As well as using the model to better understand the relationship between the response and explanatory variables, we can also use the model to make predictions. For example, suppose we knew of a country that was not in our original data set that had a GDP per capita of 30000, but we did not know its average happiness score. We could then predict this country's average happiness score as follows.

Let \(x_0\) denote the 'new' value of \(x\). Then, our predicted response for this choice of \(x\) will be

\[\widehat{y}_0 = \widehat{\beta}_0 + \widehat{\beta}_1x_0.\]

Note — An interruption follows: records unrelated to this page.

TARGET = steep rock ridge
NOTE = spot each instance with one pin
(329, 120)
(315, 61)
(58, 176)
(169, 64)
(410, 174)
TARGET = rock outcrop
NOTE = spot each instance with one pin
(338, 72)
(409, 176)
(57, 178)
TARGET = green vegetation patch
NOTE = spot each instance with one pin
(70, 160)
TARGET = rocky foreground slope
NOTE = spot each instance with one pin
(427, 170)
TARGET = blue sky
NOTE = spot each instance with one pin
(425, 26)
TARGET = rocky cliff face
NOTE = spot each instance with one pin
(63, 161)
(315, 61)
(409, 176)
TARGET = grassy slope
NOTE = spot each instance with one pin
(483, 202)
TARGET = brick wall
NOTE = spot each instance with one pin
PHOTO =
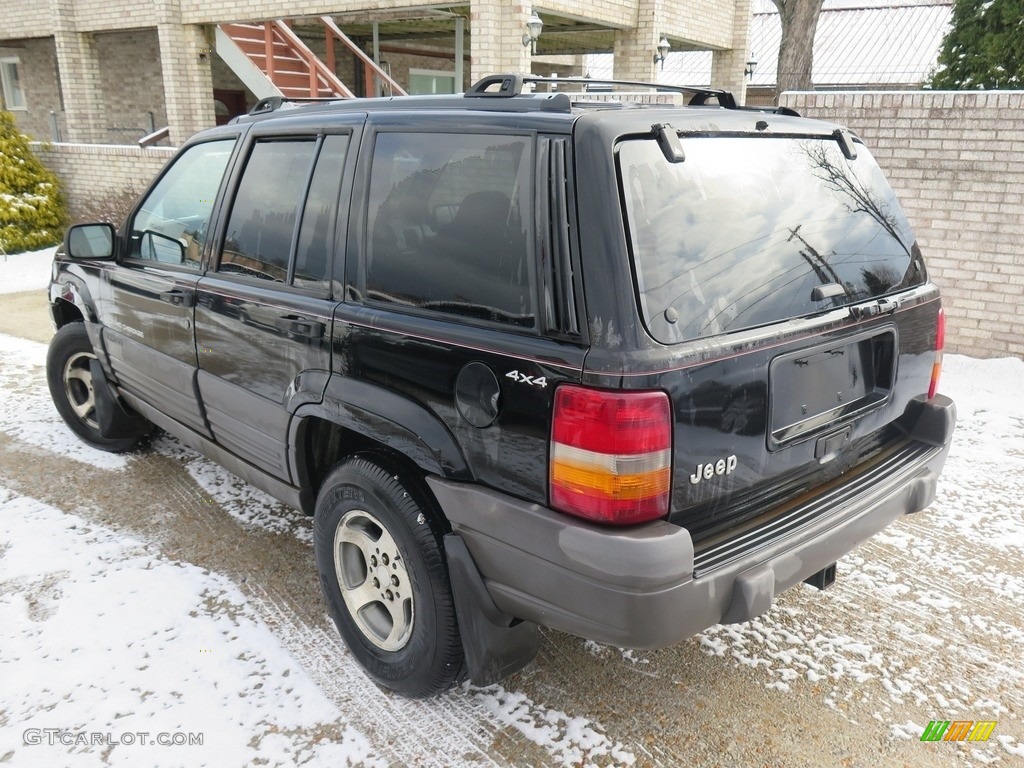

Recalling that our new country had an income of \(x_0 = 30000\), and that our estimated model is

\[\widehat{\text{Happiness}} = 44.78 + 0.0006\times\text{Income},\]

we can estimate this country's average happiness score as

\[\widehat{\text{Happiness}} = 44.78 + 0.0006\times 30000 = 62.78.\] It is also possible to estimate prediction intervals, although these are beyond the scope of this subject.

2.5.1 A cautionary tale: Extrapolation

When using a model to make predictions, it is a good idea to carefully check whether or not \(x_0\) is within the range of the data from which we estimated our model. If it is not, then we may be extrapolating, which can often lead to inaccurate results. For example, consider the following.

Using our estimated model of \(\widehat{\text{Happiness}} = 44.78 + 0.0006\times\text{Income},\) for a new country with a value of \(x_0 = 90000\), what would be the predicted average happiness score?

\(44.78 + 0.0006\times 90000 = \ldots\)


However, consider the below chart:

As we can see, our prediction for this country, as represented by the red dot, is very unlikely to represent reality! This is because we have used our model to extrapolate for a value that was well outside of the range from which we estimated our model, i.e. the range between the two vertical dotted lines, from $10,000 to $50,000. While our model was a good fit for the countries with GDP per capita values within that range, it is not a good fit at all for countries with GDP per capita values outside that range!